An open-source AI assistant originally called Clawdbot has rapidly gained popularity before undergoing two quick rebrands to OpenClaw due to trademark concerns and online disruptions. Created by developer Peter Steinberger, the tool integrates into messaging apps to automate tasks and remember conversations. Despite security issues and scams, it continues to attract enthusiasts.
Peter Steinberger, an Austrian developer who previously sold his company PSPDFKit for around $119 million, launched Clawdbot about three weeks ago as an AI assistant that performs actions on users' computers through apps like WhatsApp, Telegram, and Slack. Unlike typical chatbots, it maintains persistent memory of past conversations, sends proactive reminders, and automates tasks such as scheduling, file organization, and email searches. The project quickly went viral, amassing 9,000 GitHub stars in its first 24 hours and surpassing 60,000 by late last week, earning praise from figures like AI researcher Andrej Karpathy and investor David Sacks.

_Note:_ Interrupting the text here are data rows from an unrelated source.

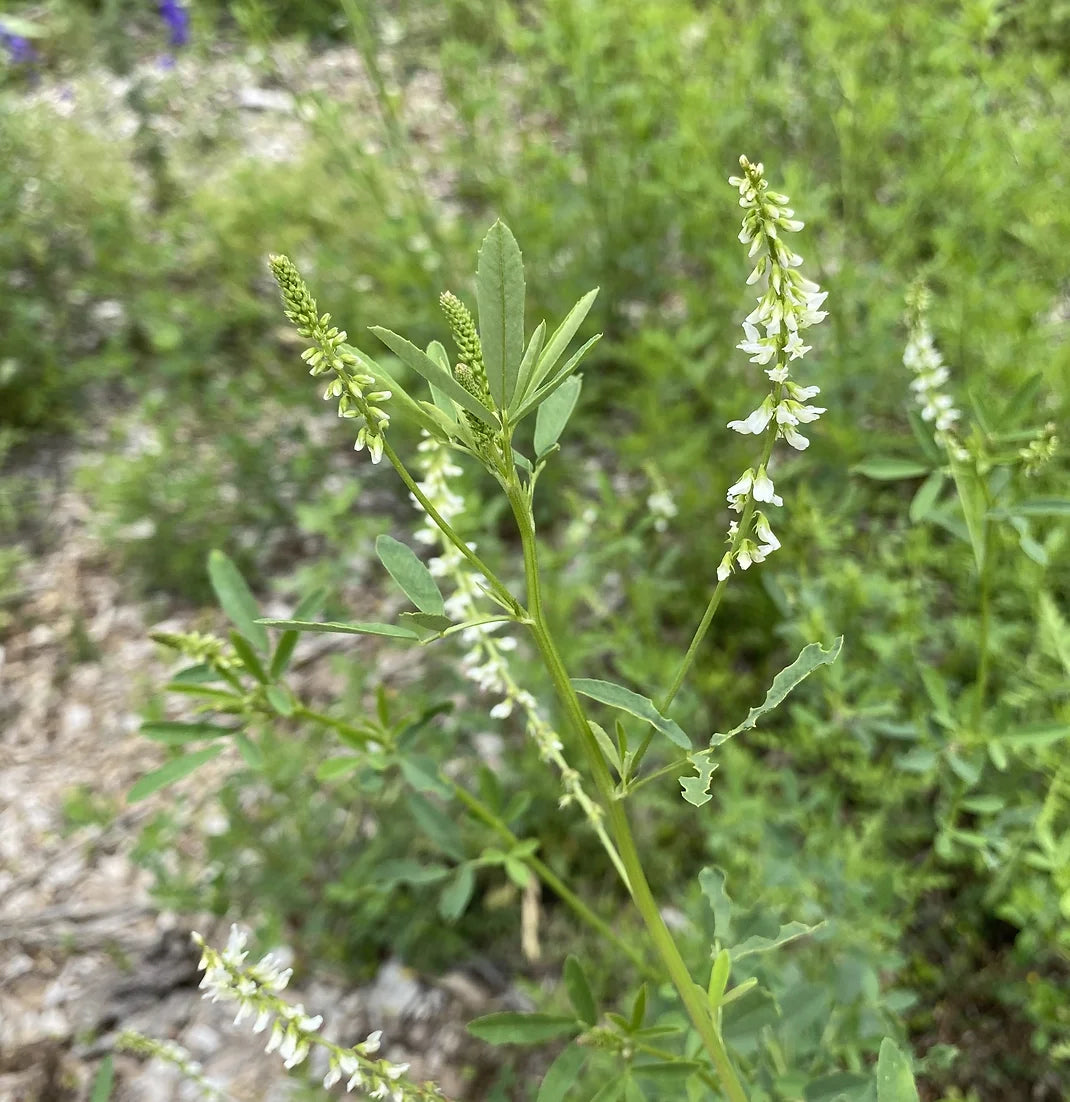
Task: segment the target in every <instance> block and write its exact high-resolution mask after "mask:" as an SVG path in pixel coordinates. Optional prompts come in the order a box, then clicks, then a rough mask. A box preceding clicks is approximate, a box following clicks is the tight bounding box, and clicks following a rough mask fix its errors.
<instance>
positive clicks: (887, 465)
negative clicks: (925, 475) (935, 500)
mask: <svg viewBox="0 0 1070 1102" xmlns="http://www.w3.org/2000/svg"><path fill="white" fill-rule="evenodd" d="M851 469H852V472H853V473H854V474H858V475H865V477H866V478H874V479H876V480H878V482H890V480H893V479H897V478H920V477H921V475H925V474H928V473H929V471H930V469H931V468H930V466H929V464H927V463H918V462H917V461H916V460H901V458H897V457H895V456H890V455H889V456H874V457H873V458H872V460H863V461H862V463H856V464H855V465H854V466H853V467H852V468H851Z"/></svg>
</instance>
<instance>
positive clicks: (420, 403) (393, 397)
mask: <svg viewBox="0 0 1070 1102" xmlns="http://www.w3.org/2000/svg"><path fill="white" fill-rule="evenodd" d="M346 349H347V350H348V352H350V353H353V354H354V355H356V356H358V363H359V366H360V368H361V370H365V371H367V372H368V375H371V376H374V377H375V380H376V388H375V389H377V390H389V391H390V402H391V408H392V409H397V408H400V409H401V410H402V413H401V417H403V418H406V419H408V420H410V421H414V422H415V423H417V424H419V425H420V428H421V429H425V430H426V431H428V432H430V433H431V435H432V436H435V437H436V439H439V440H445V439H446V437H447V433H446V432H444V431H443V425H442V421H441V419H439V418H436V417H434V415H432V414H431V413H429V412H428V410H426V407H425V403H422V402H420V401H418V400H417V399H415V398H413V397H412V396H411V395H410V393H409V392H408V391H407V390H406V389H404V387H402V386H401V383H400V382H398V380H397V379H396V378H395V377H393V376H392V375H391V374H390V372H389V371H388V370H387V369H386V368H383V367H380V366H379V365H378V364H377V363H376V361H375V360H372V359H369V358H368V357H366V356H363V355H360V354H359V353H358V350H357V349H356V348H353V347H352V346H350V345H346ZM432 389H433V388H432ZM448 412H450V413H451V414H452V413H453V410H452V408H451V409H450V411H448Z"/></svg>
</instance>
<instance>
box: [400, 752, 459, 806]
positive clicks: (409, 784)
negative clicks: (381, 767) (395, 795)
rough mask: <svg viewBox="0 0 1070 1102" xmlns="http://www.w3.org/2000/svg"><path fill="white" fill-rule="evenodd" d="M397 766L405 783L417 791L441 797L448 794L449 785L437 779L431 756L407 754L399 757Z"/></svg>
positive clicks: (444, 797)
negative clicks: (404, 780) (444, 784)
mask: <svg viewBox="0 0 1070 1102" xmlns="http://www.w3.org/2000/svg"><path fill="white" fill-rule="evenodd" d="M398 766H399V768H400V769H401V776H402V777H404V779H406V784H408V785H411V786H412V787H413V788H414V789H415V790H417V791H418V792H430V793H431V795H432V796H441V797H443V798H446V797H448V796H450V791H451V790H450V787H448V786H447V785H444V784H443V782H442V781H441V780H440V779H439V776H437V771H436V768H435V764H434V759H433V758H430V757H424V756H422V755H419V754H409V755H407V756H406V757H402V758H399V760H398Z"/></svg>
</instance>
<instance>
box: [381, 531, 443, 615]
mask: <svg viewBox="0 0 1070 1102" xmlns="http://www.w3.org/2000/svg"><path fill="white" fill-rule="evenodd" d="M376 553H377V554H378V555H379V559H380V561H381V562H382V565H383V566H386V568H387V570H388V571H389V573H390V576H391V577H392V579H393V580H395V581H396V582H397V583H398V585H400V586H401V590H402V592H403V593H404V595H406V596H407V597H408V598H409V599H410V601H411V602H412V603H413V604H414V605H415V606H417V608H419V609H420V612H422V613H432V614H435V615H439V616H441V615H443V614H444V613H445V602H444V601H443V599H442V593H441V592H440V591H439V584H437V582H435V580H434V579H433V577H432V576H431V571H430V570H428V568H426V566H424V564H423V563H422V562H421V561H420V560H419V559H418V558H417V555H415V552H414V551H413V550H412V549H411V548H408V547H406V544H404V543H401V542H399V541H398V540H396V539H395V538H393V537H392V536H380V537H379V538H378V539H377V540H376Z"/></svg>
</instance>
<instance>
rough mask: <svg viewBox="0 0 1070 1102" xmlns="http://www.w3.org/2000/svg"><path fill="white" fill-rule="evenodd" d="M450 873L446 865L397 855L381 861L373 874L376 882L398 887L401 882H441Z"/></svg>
mask: <svg viewBox="0 0 1070 1102" xmlns="http://www.w3.org/2000/svg"><path fill="white" fill-rule="evenodd" d="M448 875H450V869H448V868H446V866H445V865H437V864H434V863H433V862H432V863H430V864H429V863H428V862H423V861H413V860H412V858H411V857H397V858H395V860H393V861H380V862H379V864H378V865H376V871H375V874H374V876H372V880H374V883H375V884H378V885H380V886H382V887H386V888H396V887H397V886H398V885H399V884H415V885H420V884H440V883H441V882H442V880H444V879H445V878H446V877H447V876H448Z"/></svg>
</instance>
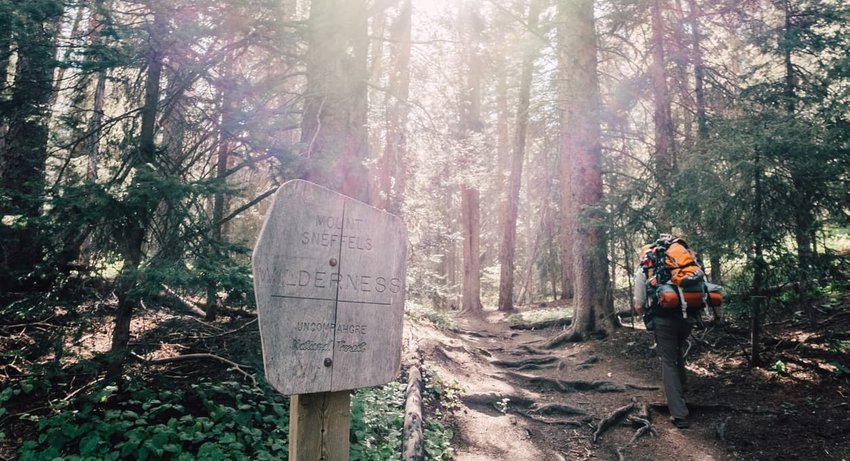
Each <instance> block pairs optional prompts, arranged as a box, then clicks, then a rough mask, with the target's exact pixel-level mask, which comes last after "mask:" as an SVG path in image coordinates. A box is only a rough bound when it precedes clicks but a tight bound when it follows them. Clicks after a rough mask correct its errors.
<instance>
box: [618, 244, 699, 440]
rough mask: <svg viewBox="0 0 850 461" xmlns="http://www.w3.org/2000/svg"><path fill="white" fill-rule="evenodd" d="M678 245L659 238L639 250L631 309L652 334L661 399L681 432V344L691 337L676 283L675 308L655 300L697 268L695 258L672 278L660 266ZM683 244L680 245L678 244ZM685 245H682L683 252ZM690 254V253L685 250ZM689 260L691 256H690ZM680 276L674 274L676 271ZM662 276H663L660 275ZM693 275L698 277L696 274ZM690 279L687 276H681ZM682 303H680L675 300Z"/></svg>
mask: <svg viewBox="0 0 850 461" xmlns="http://www.w3.org/2000/svg"><path fill="white" fill-rule="evenodd" d="M678 242H680V240H679V239H674V238H672V236H669V235H662V237H661V238H660V239H659V240H658V241H656V242H655V243H654V244H649V245H644V247H643V248H641V252H640V257H641V262H640V265H638V268H637V271H635V276H634V279H635V284H634V306H635V311H637V313H638V314H639V315H644V322H645V323H646V327H647V330H652V331H654V332H655V342H656V344H657V350H658V356H659V358H660V359H661V380H662V382H663V385H664V395H665V397H666V398H667V408H668V409H669V410H670V415H671V417H672V422H673V425H674V426H676V427H678V428H680V429H684V428H687V427H689V426H690V423H689V422H688V407H687V405H686V404H685V392H686V390H687V376H686V374H685V360H684V357H683V353H684V347H685V341H686V340H687V338H688V336H689V335H690V334H691V323H690V321H691V320H692V319H693V317H694V316H693V315H691V319H689V318H688V315H687V310H686V309H687V303H686V302H685V299H684V294H683V293H682V291H679V286H678V283H677V284H676V286H675V288H676V290H673V293H675V298H674V299H675V303H676V306H677V307H678V306H680V305H681V306H682V307H681V309H679V308H669V306H667V305H665V306H664V307H665V308H662V306H660V304H661V303H662V301H667V298H666V297H662V296H659V294H658V293H659V292H662V291H663V290H662V288H661V287H664V288H665V290H666V291H664V292H663V293H662V295H663V294H668V293H669V292H670V290H667V287H666V286H667V285H669V284H671V283H673V282H674V281H675V280H676V279H677V278H678V280H679V281H680V282H681V280H682V277H681V275H682V274H681V272H682V271H684V270H687V271H689V272H690V271H691V270H690V269H683V268H685V267H686V266H685V265H687V267H691V266H697V267H698V262H696V261H695V259H696V258H693V259H691V260H690V261H689V262H687V263H684V264H682V265H681V266H676V267H675V268H674V269H673V271H672V272H673V274H672V275H671V271H670V270H669V269H668V268H665V267H664V266H663V265H664V264H665V263H667V264H668V265H669V260H668V257H667V254H665V252H666V251H667V250H668V248H671V245H672V244H673V243H678ZM681 242H682V243H684V241H681ZM686 245H687V244H684V247H685V249H686V250H687V246H686ZM687 251H689V252H690V250H687ZM690 253H691V254H692V255H693V256H695V254H694V253H693V252H690ZM677 269H678V270H679V271H680V272H678V273H677V272H676V270H677ZM662 272H665V273H666V276H665V275H664V274H662ZM693 272H694V273H696V272H699V273H701V268H700V269H699V270H695V271H693ZM686 277H690V275H688V276H685V278H686ZM680 299H681V300H682V301H681V303H680V302H679V300H680Z"/></svg>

The excitement turned chaotic when Anthropic, maker of the Claude AI, contacted Steinberger over name similarities. "As a trademark owner, we have an obligation to protect our marks -- so we reached out directly to the creator of Clawdbot about this," an Anthropic representative stated. On January 27 at 3:38 a.m. US Eastern Time, Steinberger rebranded it to Moltbot, but bots immediately seized social media handles like @clawdbot, posting crypto scams. Steinberger also accidentally renamed his personal GitHub account, requiring interventions from X and GitHub teams.
Further mishaps included a bizarre AI-generated icon dubbed the "Handsome Molty incident," where the lobster mascot acquired a human face, sparking memes. Fake profiles promoted scams, and a bogus $CLAWD cryptocurrency briefly reached a $16 million market cap before plummeting. By January 30, the project settled on OpenClaw to emphasize its open-source nature and lobster theme, as Steinberger simply disliked the prior name.
Security concerns emerged with reports of exposed API keys and chat logs in public deployments. Roy Akerman of Silverfort warned, "When an AI agent continues to operate using a human's credentials... it becomes a hybrid identity that most security controls aren't designed to recognize." Despite these risks, OpenClaw remains active, with ongoing development in Vienna, and installation guides available at openclaw.ai.